Football coaches transfer idea: Graduates earn a year back
SCOTTSDALE, Ariz. (AP) The American Football Coaches Association wants the NCAA to consider allowing players who transfer and sit out a season at their new school to earn back that year of eligibility by graduating.
AFCA Executive Director Todd Berry said Tuesday the association’s board of trustees, a group of active college coaches representing each FBS conference along with FCS, Division II and Division III, unanimously backed the proposal to contribute to the NCAA’s work on reforming transfer rules.
Berry was in Arizona putting the idea in front of coaches from the Big 12, Big Ten, Pac-12, American Athletic Conference, Mid-American and Mountain West. The leagues are holding spring meetings.
An NCAA working group has been crafting what it hopes will be comprehensive changes to transfer rules for all sports, which currently vary from sport to sport and in some ways from conference to conference.
The AFCA’s proposal seems like a long shot because it could give some athletes the opportunity to have five years of competition over six years of college. Current NCAA rules allow athletes to compete for four years while being in college for five.
Justin Sell, the South Dakota State athletic director who is leading the NCAA’s transfer working group, said opening the door to five years of competition would have ramifications beyond transfers and might not be something the working group can handle.
”That’s an overarching discussion that might be outside our purview,” Sell said. ”If you’re going to change the model in total that changes everything.”
Berry said NCAA data shows students that transfer are less likely to graduate.
”That’s the main problem with the whole transfer piece is the fact that a lot of them are not graduating,” Berry said. ”We want to give some incentive for that kid to graduate.”
Berry also said the coaches would like changes to the transfers rules so the school receiving the player takes on any penalties to the team’s Academic Progress Rating if the transferring player had a grade-point average below 2.6.

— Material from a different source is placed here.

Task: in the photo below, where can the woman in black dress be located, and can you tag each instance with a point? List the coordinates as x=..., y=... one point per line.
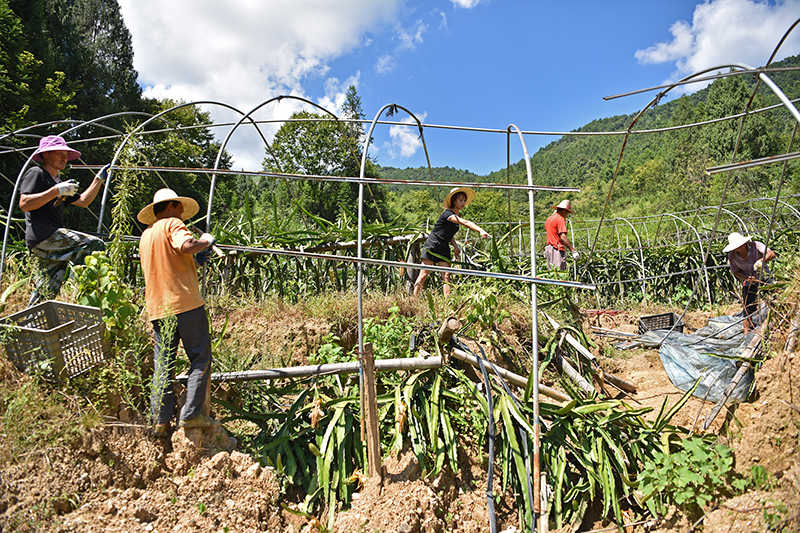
x=437, y=245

Currently, the player’s original school is in danger of losing a point toward its APR if the player transfers out with a GPA below 2.6. A team can face NCAA penalties if its APR falls below certain thresholds.
The transfer working group is trying to come up with a package of reforms it can present to the Division I Board of Directors this summer, and hopefully have in place for the next school year.

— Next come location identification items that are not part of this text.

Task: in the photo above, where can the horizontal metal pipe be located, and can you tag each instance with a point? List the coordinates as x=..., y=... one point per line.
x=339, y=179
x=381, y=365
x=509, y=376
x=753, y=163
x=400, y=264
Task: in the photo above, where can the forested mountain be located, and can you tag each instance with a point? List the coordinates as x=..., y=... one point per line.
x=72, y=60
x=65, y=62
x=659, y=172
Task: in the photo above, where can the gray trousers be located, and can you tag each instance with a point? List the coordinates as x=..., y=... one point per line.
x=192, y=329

The areas in which there appear to be agreement involve eliminating the ability of schools to block a player from transferring or dictate where a player goes. Proposals that would stiffen penalties for tampering or improper recruiting have also made progress and have support.
The rest is still being worked out. The working group last month said in a statement it was still considering whether athletes in all sports should be required to sit out a season after changing schools, the way football and basketball players now do. Some sports, such as volleyball and golf, allow a one-time exception for athletes to transfer and play immediately.
Texas Tech athletic director Kirby Hocutt said he has doubts about one-size-fits-all-sports transfer rules, including the AFCA’s idea.
”I would support the conversation, but I think it’s got to be sport-by-sport,” Hocutt said. ”I don’t think it can be a discussion that encompasses all 17 sports that we have at Texas Tech.”
Sell said the Commission on College Basketball’s recommendation that men’s basketball players continue to sit out a season after a transfer could also influence how the NCAA goes forward on reform.
The working group is also considering allowing athletes with grade-point averages above 3.0, maybe even as high as 3.5, to transfer without sitting out. The proposal has some in college sports concerned about the ramifications.
”Some of the racial bias that is probably inherent in a GPA based off the statistics, all of that is gone,” Berry said. ”This is just basically, you do well, you’re going to get rewarded.”